International Graduate School of Arts and Sciences, Yokohama City Univercity^* Department of Biological Science, Graduate School of Science, Osaka University, Japan^**
○Youichi Naoe^* Kyouhei Arita^* Hiroshi Hashimoto^* Hiroshi Kanazawa^** Mamoru Sato^* Toshiyuki Shimizu^*

CHP1 (Calcineurin B homologous protein 1), is a calcium binding EF-hand protein and shows substantial sequence similarity (~39% identity) with the CNB (Calcineurin B subunit). CHP1 was the essential cofactor of NHEs (Na⁺/H⁺ exchangers), which catalyze the electroneutral influx of extracellular Na⁺ and efflux of intracellular H⁺. CHP1 also binds to DRAK2 (DAP kinase related apoptosis inducing protein kinase 2) and significantly reduced its kinase activity calcium dependently. Interestingly CHP1 biding region of NHE1 and DRAK2 shows little sequence similarity. We have determined crystal structure of calcium-bound CHP1 from rat at 2.2 Å resolution. The overall folding topology of the protein is similar to that of the regulatory B subunit of calcineurin. CHP1 contains a hydrophobic pocket on the opposite side of the protein to the EF-hands. The hydrophobic pocket has been implicated in multiple ligand binding.

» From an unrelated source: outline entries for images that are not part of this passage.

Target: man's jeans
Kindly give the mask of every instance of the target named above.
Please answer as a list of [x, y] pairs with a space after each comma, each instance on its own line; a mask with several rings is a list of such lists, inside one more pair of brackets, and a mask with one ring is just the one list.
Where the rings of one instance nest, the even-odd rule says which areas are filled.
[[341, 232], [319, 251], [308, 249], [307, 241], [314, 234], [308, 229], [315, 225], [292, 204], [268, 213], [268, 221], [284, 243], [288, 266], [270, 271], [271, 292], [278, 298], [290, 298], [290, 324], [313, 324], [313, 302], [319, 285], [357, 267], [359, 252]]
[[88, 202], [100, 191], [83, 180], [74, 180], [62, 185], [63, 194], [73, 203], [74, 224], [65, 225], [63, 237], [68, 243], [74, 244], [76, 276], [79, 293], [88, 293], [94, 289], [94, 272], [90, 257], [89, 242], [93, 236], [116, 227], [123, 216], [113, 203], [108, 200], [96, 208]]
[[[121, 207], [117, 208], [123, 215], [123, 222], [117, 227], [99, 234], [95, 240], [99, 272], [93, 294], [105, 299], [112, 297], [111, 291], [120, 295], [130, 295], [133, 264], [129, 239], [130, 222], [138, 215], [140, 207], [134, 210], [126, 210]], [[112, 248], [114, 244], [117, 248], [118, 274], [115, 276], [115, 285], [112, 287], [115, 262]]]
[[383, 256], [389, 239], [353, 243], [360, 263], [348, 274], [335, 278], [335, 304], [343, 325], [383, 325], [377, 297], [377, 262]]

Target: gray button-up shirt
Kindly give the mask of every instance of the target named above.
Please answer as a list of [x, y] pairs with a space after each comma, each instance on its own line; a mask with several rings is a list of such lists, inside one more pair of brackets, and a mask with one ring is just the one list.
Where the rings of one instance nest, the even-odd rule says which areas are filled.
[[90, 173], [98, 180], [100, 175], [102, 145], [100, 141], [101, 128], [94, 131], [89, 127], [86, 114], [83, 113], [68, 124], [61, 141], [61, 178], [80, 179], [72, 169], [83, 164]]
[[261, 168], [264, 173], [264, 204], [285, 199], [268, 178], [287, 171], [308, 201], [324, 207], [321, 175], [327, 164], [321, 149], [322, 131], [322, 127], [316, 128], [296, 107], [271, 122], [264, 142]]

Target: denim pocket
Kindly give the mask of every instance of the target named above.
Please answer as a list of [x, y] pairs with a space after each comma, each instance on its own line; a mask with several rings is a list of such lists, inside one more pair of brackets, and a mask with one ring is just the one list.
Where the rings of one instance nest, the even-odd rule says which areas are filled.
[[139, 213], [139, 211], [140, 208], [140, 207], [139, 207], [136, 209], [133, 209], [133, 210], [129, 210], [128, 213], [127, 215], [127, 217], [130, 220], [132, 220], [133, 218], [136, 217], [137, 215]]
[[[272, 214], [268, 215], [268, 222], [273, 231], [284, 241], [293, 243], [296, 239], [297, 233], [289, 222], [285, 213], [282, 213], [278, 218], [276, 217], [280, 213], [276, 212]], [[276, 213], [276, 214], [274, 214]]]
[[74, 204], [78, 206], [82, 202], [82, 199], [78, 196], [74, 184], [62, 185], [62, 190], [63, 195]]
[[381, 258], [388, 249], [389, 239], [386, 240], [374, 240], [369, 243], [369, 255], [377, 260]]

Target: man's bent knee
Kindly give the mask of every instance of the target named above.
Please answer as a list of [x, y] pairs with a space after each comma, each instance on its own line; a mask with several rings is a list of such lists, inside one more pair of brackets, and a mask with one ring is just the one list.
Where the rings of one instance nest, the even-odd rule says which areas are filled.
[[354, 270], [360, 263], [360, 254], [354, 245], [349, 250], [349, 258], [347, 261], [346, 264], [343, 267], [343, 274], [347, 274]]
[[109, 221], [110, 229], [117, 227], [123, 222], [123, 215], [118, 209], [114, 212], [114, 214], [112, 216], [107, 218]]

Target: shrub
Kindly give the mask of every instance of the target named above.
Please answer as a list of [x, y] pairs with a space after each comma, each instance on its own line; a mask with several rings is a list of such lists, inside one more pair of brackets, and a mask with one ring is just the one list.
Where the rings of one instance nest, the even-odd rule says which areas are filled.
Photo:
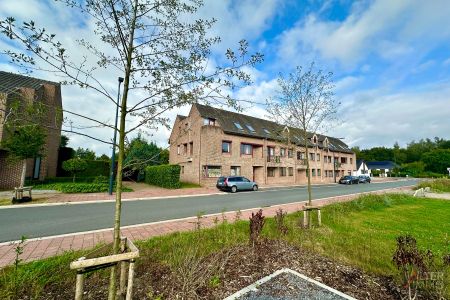
[[180, 183], [179, 165], [148, 166], [145, 168], [145, 182], [169, 189], [178, 189]]
[[[106, 183], [51, 183], [41, 184], [34, 187], [36, 190], [56, 190], [67, 194], [73, 193], [102, 193], [108, 191], [108, 184]], [[122, 187], [123, 192], [133, 191], [130, 188]]]
[[87, 162], [79, 158], [72, 158], [63, 162], [63, 169], [72, 174], [73, 182], [75, 182], [75, 175], [86, 170], [87, 166]]

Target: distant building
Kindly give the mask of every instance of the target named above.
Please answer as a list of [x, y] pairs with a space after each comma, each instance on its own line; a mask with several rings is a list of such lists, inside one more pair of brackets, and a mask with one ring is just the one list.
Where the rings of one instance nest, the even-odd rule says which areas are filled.
[[367, 167], [366, 162], [363, 159], [357, 159], [356, 160], [356, 171], [353, 173], [354, 176], [359, 176], [359, 175], [368, 175], [371, 176], [370, 174], [370, 169], [369, 167]]
[[[387, 177], [392, 172], [392, 170], [398, 165], [392, 161], [368, 161], [367, 168], [369, 168], [371, 173], [380, 173], [380, 177]], [[376, 172], [374, 172], [376, 171]]]
[[[13, 100], [40, 101], [47, 106], [47, 116], [42, 126], [47, 131], [44, 155], [27, 160], [27, 178], [44, 179], [56, 176], [58, 148], [61, 139], [62, 100], [59, 83], [0, 71], [0, 142], [5, 138], [5, 115]], [[8, 152], [0, 149], [0, 188], [20, 184], [22, 162], [11, 163]]]
[[[341, 140], [309, 134], [307, 143], [313, 183], [356, 170], [355, 154]], [[259, 185], [307, 182], [302, 131], [268, 120], [194, 104], [188, 116], [176, 117], [169, 144], [182, 181], [213, 186], [220, 176], [242, 175]]]

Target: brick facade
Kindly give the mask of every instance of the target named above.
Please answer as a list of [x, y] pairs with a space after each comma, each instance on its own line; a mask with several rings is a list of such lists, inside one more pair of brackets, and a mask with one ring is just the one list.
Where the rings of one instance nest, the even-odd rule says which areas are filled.
[[[181, 166], [181, 181], [214, 186], [219, 175], [242, 175], [260, 186], [307, 182], [305, 154], [301, 154], [305, 153], [304, 147], [226, 133], [218, 120], [210, 124], [207, 120], [196, 105], [189, 116], [177, 116], [175, 120], [169, 139], [169, 161]], [[229, 151], [222, 151], [223, 142], [227, 143], [225, 147]], [[243, 150], [242, 147], [248, 148]], [[308, 149], [314, 153], [309, 160], [313, 183], [334, 182], [335, 160], [339, 162], [335, 172], [337, 178], [356, 169], [356, 157], [351, 151], [332, 151], [319, 146]], [[246, 154], [246, 151], [249, 152]]]
[[[2, 72], [2, 75], [5, 73]], [[44, 103], [46, 107], [46, 117], [42, 124], [47, 135], [43, 155], [37, 158], [37, 160], [40, 160], [40, 165], [36, 164], [36, 159], [27, 160], [26, 177], [40, 180], [45, 179], [45, 177], [55, 177], [62, 125], [61, 86], [58, 83], [40, 81], [21, 75], [9, 73], [7, 75], [11, 75], [17, 80], [18, 86], [14, 90], [0, 92], [0, 112], [7, 111], [11, 100], [17, 98], [23, 101], [39, 101]], [[32, 81], [32, 84], [30, 84], [30, 81]], [[22, 82], [25, 86], [20, 85]], [[31, 86], [26, 86], [27, 84]], [[3, 123], [4, 113], [0, 113], [0, 141], [5, 138]], [[22, 162], [12, 162], [7, 159], [7, 156], [7, 151], [0, 150], [0, 189], [9, 189], [20, 184]], [[37, 165], [39, 165], [39, 170], [35, 170]]]

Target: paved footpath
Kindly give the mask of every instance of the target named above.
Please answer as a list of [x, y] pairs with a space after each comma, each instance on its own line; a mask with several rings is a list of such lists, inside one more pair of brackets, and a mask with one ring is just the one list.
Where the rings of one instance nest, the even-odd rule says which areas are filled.
[[[385, 189], [380, 191], [372, 191], [366, 193], [357, 193], [344, 196], [334, 196], [329, 198], [322, 198], [313, 200], [314, 205], [323, 206], [330, 203], [345, 202], [353, 200], [362, 194], [383, 194], [392, 192], [403, 192], [410, 190], [410, 186], [397, 187], [392, 189]], [[306, 201], [273, 205], [270, 207], [264, 207], [263, 214], [268, 217], [273, 217], [278, 209], [283, 209], [288, 213], [293, 213], [301, 210]], [[248, 219], [252, 212], [258, 211], [259, 208], [246, 209], [241, 211], [241, 219]], [[229, 222], [233, 222], [236, 217], [236, 211], [226, 212], [224, 216]], [[201, 220], [202, 227], [213, 227], [214, 219], [221, 218], [222, 214], [206, 215]], [[126, 236], [133, 241], [145, 240], [154, 236], [165, 235], [177, 231], [189, 231], [193, 230], [196, 217], [189, 217], [177, 220], [168, 220], [153, 222], [147, 224], [131, 225], [122, 227], [122, 236]], [[113, 231], [112, 229], [94, 230], [81, 233], [72, 233], [59, 236], [50, 236], [44, 238], [30, 239], [25, 242], [24, 252], [20, 258], [25, 261], [39, 260], [51, 256], [55, 256], [65, 251], [90, 249], [99, 243], [112, 242]], [[0, 246], [0, 267], [4, 267], [13, 263], [15, 258], [14, 249], [15, 243], [2, 243]]]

DRAK2 is a Ser/Thr kinase which belongs to DAP (Death associated protein) kinase family. Today, DAP kinase family has five members which can induce apoptosis depend on its kinase activity. Recently, DRAK2 is thought to regulate the TCR (T Cell responses) activation threshold during thymocyte selection. But its target molecules and physiological role remains unknown. To clarify the function and the regulation mechanism of DRAK2 by CHP1, we tried to determinate three dimensional structure of DRAK2. We express, purify and crystallize the kinase domain of DRAK2.
We also performed CHP1 and DRAK2 binding experiment by taking size exclusion chromatography and ultracentrifugation. We confirmed that CHP1 strongly bind to DRAK2.